Dans une vidéo publiée le 4 novembre, l’ancien ministre s’est autoproclamé « président élu par le peuple camerounais », en opposition à « un président nommé par le Conseil constitutionnel ». Malgré le faible écho de son appel à la désobéissance, largement ignoré par la population, Issa Tchiroma s’est dit « fier » de la participation d’une minorité qu’il juge courageuse. Il salue un peuple « capable de se mettre debout » pour « remettre la maison Cameroun en ordre », évoquant la détermination de ses partisans malgré les « intimidations et arrestations ».
L’opposant continue de contester les résultats du scrutin du 12 octobre, tout en brandissant le souvenir « d’une centaine de nos enfants morts » pour galvaniser ses soutiens.

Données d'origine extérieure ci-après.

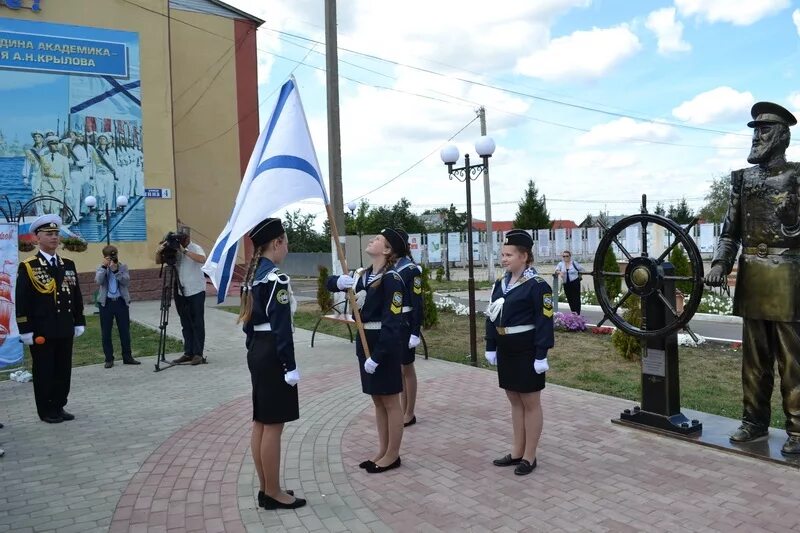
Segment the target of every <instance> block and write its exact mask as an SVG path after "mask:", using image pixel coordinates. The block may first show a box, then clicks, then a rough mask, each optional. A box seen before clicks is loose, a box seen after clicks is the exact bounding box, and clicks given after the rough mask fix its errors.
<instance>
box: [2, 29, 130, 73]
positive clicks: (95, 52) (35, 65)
mask: <svg viewBox="0 0 800 533" xmlns="http://www.w3.org/2000/svg"><path fill="white" fill-rule="evenodd" d="M0 68H9V69H14V70H37V71H46V72H63V73H67V74H91V75H95V76H101V75H102V76H112V77H114V78H127V77H128V48H127V46H125V45H124V44H122V43H112V42H105V41H94V40H93V41H88V40H85V39H73V38H71V37H54V36H50V35H37V34H35V33H17V32H11V31H0Z"/></svg>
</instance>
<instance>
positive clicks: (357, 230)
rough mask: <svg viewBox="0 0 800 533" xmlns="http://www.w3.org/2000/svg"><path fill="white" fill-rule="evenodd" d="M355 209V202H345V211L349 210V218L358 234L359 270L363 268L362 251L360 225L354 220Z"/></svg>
mask: <svg viewBox="0 0 800 533" xmlns="http://www.w3.org/2000/svg"><path fill="white" fill-rule="evenodd" d="M356 208H358V204H357V203H355V202H347V209H349V210H350V216H352V217H353V220H354V221H355V223H356V231H357V232H358V259H359V262H360V263H361V268H364V250H363V249H362V248H361V223H360V222H359V221H358V219H357V218H356Z"/></svg>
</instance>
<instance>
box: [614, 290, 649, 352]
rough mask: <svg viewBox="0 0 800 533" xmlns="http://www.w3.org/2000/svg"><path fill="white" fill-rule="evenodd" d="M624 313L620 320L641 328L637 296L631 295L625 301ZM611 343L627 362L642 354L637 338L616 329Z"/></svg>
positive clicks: (628, 323)
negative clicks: (624, 319)
mask: <svg viewBox="0 0 800 533" xmlns="http://www.w3.org/2000/svg"><path fill="white" fill-rule="evenodd" d="M623 308H624V309H625V312H623V313H622V318H624V319H625V321H626V322H627V323H628V324H630V325H632V326H636V327H639V328H640V327H642V304H641V300H640V299H639V297H638V296H635V295H631V296H629V297H628V299H627V300H625V304H624V305H623ZM611 341H612V342H613V343H614V348H616V349H617V352H619V354H620V355H621V356H622V357H623V359H627V360H628V361H635V360H637V359H638V358H639V357H640V356H641V353H642V345H641V342H640V341H639V339H638V338H637V337H634V336H633V335H628V334H627V333H625V332H624V331H622V330H621V329H619V328H617V330H616V331H614V333H613V334H612V335H611Z"/></svg>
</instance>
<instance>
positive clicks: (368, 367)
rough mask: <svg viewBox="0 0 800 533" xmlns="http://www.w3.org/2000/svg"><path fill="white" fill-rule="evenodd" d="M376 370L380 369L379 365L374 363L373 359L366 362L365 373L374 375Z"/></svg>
mask: <svg viewBox="0 0 800 533" xmlns="http://www.w3.org/2000/svg"><path fill="white" fill-rule="evenodd" d="M376 368H378V363H376V362H375V361H373V360H372V357H370V358H369V359H367V360H366V361H364V372H366V373H367V374H374V373H375V369H376Z"/></svg>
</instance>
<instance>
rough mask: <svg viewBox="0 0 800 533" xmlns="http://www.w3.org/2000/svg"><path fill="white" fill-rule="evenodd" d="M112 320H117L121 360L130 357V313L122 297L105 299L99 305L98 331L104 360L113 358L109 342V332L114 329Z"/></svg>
mask: <svg viewBox="0 0 800 533" xmlns="http://www.w3.org/2000/svg"><path fill="white" fill-rule="evenodd" d="M114 320H116V321H117V331H119V342H120V344H122V360H123V361H127V360H129V359H131V358H132V357H131V314H130V309H129V308H128V304H126V303H125V300H123V299H122V298H117V299H116V300H111V299H106V304H105V305H101V306H100V332H101V334H102V339H103V354H105V356H106V362H108V361H113V360H114V344H113V343H112V342H111V332H112V330H113V329H114Z"/></svg>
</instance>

Selon lui, le régime actuel « finira par partir, parce que le peuple souverain fera tout pour qu’il en soit ainsi ».
Pendant ce temps, le pouvoir prépare l’investiture officielle du président proclamé élu par le Conseil constitutionnel le 27 octobre dernier. Une réunion d’organisation s’est tenue le 4 novembre à l’Assemblée nationale, où la cérémonie aura lieu le 6 novembre à midi, avant le transfert du président réélu au palais de l’Unité.
Face à ces préparatifs, Issa Tchiroma Bakary reste isolé. Selon plusieurs sources, il aurait quitté le pays, redoutant son arrestation imminente. Certains de ses soutiens, dont les avocats Me Michèle Ndoki et Me Félix Agbor Balla, ont également pris le chemin de l’exil pour échapper à la répression.
Entre discours de résistance et réalité institutionnelle, le Cameroun semble aujourd’hui divisé entre un pouvoir installé et une opposition en fuite, symbole d’un pays toujours en quête de stabilité démocratique.